第2柱中間部材本体521には、下部側に下側に開口する第2柱中間部材鉄筋継手523が設けられている。
第2柱中間部材鉄筋継手523は、上方から挿入された鉄筋と下方から挿入された鉄筋とを接合するように構成されている。第2柱中間部材鉄筋継手523には、上方から第2柱中間部材鉄筋522が挿入されている。
【0020】
第2柱中間部材52のうちの一番下の第2柱中間部材52は、第1柱中間部材51の上に配置される。第2柱中間部材鉄筋継手523は、下方から第1柱中間部材51の上面から突出する第1柱中間部材鉄筋512が挿入され、第2柱中間部材鉄筋522と第1柱中間部材鉄筋512とを接合している。第2柱中間部材鉄筋継手523は、例えば下側に開口するスリーブで、グラウト材が充填されることで、第2柱中間部材鉄筋522と第1柱中間部材鉄筋512とをグラウト材を介して接合する。

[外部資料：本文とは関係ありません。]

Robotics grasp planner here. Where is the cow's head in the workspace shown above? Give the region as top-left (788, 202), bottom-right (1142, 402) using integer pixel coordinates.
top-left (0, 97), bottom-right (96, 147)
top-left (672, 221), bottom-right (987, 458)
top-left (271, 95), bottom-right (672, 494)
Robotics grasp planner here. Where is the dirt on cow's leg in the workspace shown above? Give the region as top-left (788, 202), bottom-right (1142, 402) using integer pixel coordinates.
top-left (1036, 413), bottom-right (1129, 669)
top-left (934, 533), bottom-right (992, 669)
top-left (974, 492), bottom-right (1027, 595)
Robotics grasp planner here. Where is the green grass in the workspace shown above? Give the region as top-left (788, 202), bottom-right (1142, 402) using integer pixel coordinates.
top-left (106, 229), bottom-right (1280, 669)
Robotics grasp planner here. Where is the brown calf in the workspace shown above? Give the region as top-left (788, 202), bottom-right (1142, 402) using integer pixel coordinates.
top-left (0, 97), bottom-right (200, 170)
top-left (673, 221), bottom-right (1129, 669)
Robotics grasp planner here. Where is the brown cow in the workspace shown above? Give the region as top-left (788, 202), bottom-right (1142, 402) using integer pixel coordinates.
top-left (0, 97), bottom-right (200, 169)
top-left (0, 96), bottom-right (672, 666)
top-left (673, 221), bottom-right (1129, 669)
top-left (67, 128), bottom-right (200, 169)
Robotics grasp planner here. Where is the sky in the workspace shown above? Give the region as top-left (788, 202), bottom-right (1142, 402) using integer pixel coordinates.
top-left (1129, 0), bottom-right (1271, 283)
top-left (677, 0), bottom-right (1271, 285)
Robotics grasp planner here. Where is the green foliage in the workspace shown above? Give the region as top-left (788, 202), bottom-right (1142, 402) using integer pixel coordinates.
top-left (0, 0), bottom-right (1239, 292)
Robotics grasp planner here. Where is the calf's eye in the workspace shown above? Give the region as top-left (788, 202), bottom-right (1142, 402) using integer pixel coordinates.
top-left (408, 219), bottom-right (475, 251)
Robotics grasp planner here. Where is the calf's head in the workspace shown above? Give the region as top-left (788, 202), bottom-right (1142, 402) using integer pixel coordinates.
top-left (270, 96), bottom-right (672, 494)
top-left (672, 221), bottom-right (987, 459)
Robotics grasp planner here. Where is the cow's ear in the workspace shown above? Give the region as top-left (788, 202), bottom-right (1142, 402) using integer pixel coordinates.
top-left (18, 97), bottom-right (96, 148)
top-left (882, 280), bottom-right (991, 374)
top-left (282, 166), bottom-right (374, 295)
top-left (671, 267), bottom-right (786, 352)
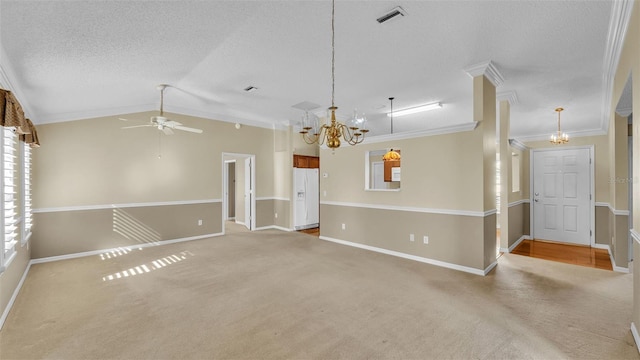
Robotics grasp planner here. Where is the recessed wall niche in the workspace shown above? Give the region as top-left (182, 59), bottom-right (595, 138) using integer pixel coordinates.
top-left (365, 148), bottom-right (402, 191)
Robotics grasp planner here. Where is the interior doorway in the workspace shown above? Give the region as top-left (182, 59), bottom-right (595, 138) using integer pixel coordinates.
top-left (224, 160), bottom-right (236, 221)
top-left (531, 147), bottom-right (595, 246)
top-left (222, 153), bottom-right (256, 233)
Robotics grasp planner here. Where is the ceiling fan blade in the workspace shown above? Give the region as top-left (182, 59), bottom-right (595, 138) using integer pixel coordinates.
top-left (120, 124), bottom-right (153, 129)
top-left (173, 125), bottom-right (202, 134)
top-left (164, 120), bottom-right (182, 127)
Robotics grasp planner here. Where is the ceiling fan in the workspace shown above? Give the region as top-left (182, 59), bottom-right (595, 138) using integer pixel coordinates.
top-left (121, 84), bottom-right (202, 135)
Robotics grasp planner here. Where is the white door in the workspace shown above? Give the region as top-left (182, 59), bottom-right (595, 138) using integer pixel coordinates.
top-left (533, 149), bottom-right (592, 245)
top-left (371, 161), bottom-right (387, 189)
top-left (244, 157), bottom-right (253, 230)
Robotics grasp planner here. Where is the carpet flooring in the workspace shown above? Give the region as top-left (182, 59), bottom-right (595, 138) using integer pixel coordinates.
top-left (0, 227), bottom-right (640, 359)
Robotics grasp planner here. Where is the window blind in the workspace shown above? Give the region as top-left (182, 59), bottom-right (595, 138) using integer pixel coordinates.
top-left (2, 127), bottom-right (18, 266)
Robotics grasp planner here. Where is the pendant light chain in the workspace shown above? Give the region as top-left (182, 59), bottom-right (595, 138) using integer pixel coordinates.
top-left (331, 0), bottom-right (336, 107)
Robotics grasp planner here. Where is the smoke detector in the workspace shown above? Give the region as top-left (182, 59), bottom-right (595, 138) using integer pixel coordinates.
top-left (376, 6), bottom-right (407, 24)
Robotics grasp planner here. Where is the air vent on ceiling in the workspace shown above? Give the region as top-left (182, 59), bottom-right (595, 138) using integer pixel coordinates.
top-left (376, 6), bottom-right (407, 24)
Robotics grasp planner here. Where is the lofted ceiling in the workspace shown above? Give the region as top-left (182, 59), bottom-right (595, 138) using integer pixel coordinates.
top-left (0, 0), bottom-right (632, 139)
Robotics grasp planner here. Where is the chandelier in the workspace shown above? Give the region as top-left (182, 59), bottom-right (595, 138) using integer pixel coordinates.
top-left (300, 0), bottom-right (369, 150)
top-left (549, 108), bottom-right (569, 145)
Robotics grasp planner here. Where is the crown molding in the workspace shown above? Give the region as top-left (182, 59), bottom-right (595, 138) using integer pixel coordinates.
top-left (358, 121), bottom-right (478, 146)
top-left (464, 60), bottom-right (504, 87)
top-left (513, 129), bottom-right (607, 143)
top-left (509, 139), bottom-right (529, 151)
top-left (600, 0), bottom-right (634, 132)
top-left (496, 90), bottom-right (518, 106)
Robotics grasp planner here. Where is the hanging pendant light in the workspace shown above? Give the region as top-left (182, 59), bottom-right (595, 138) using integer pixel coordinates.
top-left (382, 97), bottom-right (400, 161)
top-left (549, 107), bottom-right (569, 145)
top-left (300, 0), bottom-right (369, 150)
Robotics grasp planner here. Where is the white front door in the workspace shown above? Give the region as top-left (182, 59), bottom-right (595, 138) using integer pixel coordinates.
top-left (532, 148), bottom-right (592, 245)
top-left (244, 157), bottom-right (253, 230)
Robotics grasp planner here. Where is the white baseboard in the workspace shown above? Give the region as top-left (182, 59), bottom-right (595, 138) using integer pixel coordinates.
top-left (482, 260), bottom-right (498, 276)
top-left (0, 261), bottom-right (32, 330)
top-left (500, 235), bottom-right (531, 253)
top-left (29, 233), bottom-right (224, 264)
top-left (320, 236), bottom-right (490, 276)
top-left (598, 244), bottom-right (629, 274)
top-left (631, 321), bottom-right (640, 352)
top-left (255, 225), bottom-right (295, 232)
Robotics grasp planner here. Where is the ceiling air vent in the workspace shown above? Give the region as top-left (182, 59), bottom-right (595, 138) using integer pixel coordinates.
top-left (376, 6), bottom-right (407, 24)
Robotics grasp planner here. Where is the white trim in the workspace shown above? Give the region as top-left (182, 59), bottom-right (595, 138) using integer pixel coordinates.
top-left (629, 229), bottom-right (640, 245)
top-left (255, 225), bottom-right (295, 232)
top-left (360, 121), bottom-right (478, 149)
top-left (509, 139), bottom-right (529, 151)
top-left (500, 235), bottom-right (531, 253)
top-left (592, 244), bottom-right (610, 252)
top-left (33, 199), bottom-right (222, 213)
top-left (604, 245), bottom-right (629, 274)
top-left (508, 199), bottom-right (530, 207)
top-left (256, 196), bottom-right (290, 201)
top-left (529, 145), bottom-right (596, 246)
top-left (631, 321), bottom-right (640, 352)
top-left (0, 260), bottom-right (33, 330)
top-left (30, 233), bottom-right (224, 264)
top-left (319, 236), bottom-right (497, 276)
top-left (600, 0), bottom-right (635, 132)
top-left (496, 90), bottom-right (518, 105)
top-left (464, 60), bottom-right (504, 87)
top-left (320, 201), bottom-right (497, 217)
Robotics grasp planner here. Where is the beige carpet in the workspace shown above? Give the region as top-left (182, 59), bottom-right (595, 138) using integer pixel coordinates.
top-left (0, 225), bottom-right (640, 359)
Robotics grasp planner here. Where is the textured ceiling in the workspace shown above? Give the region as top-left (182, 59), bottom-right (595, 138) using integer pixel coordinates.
top-left (0, 0), bottom-right (612, 138)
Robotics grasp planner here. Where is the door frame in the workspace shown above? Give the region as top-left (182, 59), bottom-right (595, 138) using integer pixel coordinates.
top-left (220, 152), bottom-right (256, 234)
top-left (222, 159), bottom-right (236, 221)
top-left (529, 145), bottom-right (596, 247)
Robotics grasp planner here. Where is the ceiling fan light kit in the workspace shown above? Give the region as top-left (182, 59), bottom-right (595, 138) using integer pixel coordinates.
top-left (120, 84), bottom-right (202, 135)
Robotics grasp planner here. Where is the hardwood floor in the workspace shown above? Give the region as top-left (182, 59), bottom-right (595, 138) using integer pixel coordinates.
top-left (511, 240), bottom-right (613, 270)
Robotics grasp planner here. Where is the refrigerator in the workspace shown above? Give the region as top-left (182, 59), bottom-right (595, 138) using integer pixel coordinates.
top-left (293, 168), bottom-right (320, 230)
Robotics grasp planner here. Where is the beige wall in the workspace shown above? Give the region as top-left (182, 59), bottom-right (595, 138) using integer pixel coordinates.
top-left (609, 1), bottom-right (640, 338)
top-left (235, 159), bottom-right (246, 223)
top-left (320, 204), bottom-right (496, 270)
top-left (0, 242), bottom-right (31, 327)
top-left (33, 112), bottom-right (274, 208)
top-left (526, 135), bottom-right (611, 203)
top-left (31, 202), bottom-right (222, 259)
top-left (33, 112), bottom-right (279, 257)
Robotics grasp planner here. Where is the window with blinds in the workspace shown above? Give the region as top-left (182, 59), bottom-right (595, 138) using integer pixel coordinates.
top-left (0, 127), bottom-right (18, 269)
top-left (22, 142), bottom-right (33, 244)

第2柱中間部材52のうちの下から2番目よりも上側の第2柱中間部材52は、下側の第2柱中間部材52の上に配置される。第2柱中間部材鉄筋継手523は、下方から下側の第2柱中間部材52の上面から突出する第2柱中間部材鉄筋522が挿入され、上側から挿入された第2柱中間部材鉄筋522と下側から挿入された第2柱中間部材鉄筋522とを接合している。
【0021】
第3柱中間部材53は、直方体のブロック状に形成された第3柱中間部材本体531と、上下方向に延び第3柱中間部材本体531に埋設された第3柱中間部材鉄筋532と、を有している。
第3柱中間部材本体531には、下部側に下側に開口する第3柱中間部材下側鉄筋継手533が設けられ、上部側に上側に開口する第3柱中間部材上側鉄筋継手534が設けられている。
第3柱中間部材下側鉄筋継手533および第3柱中間部材上側鉄筋継手534は、それぞれ上方から挿入された鉄筋と下方から挿入された鉄筋とを接合するように構成されている。
第3柱中間部材鉄筋532は、下部側が第3柱中間部材下側鉄筋継手533に上側から挿入され、上部側が第3柱中間部材上側鉄筋継手534に下側から挿入されている。
第3柱中間部材53は、一番上の第2柱中間部材52の上に配置される。第3柱中間部材下側鉄筋継手533は、下方から第2柱中間部材本体521の上面から突出する第2柱中間部材鉄筋522が挿入され、第3柱中間部材鉄筋532と第2柱中間部材鉄筋522とを接合している。第3柱中間部材上側鉄筋継手534は、例えば下側に開口するスリーブで、グラウト材が充填されることで、第3柱中間部材鉄筋532と第2柱中間部材鉄筋522とをグラウト材を介して接合する。
【0022】
柱頭部4は、プレキャストコンクリート部材で構築されている。柱中間部5のプレキャストコンクリート部材を柱頭部材41とする。本実施形態では、1つの柱頭部材41が設けられている。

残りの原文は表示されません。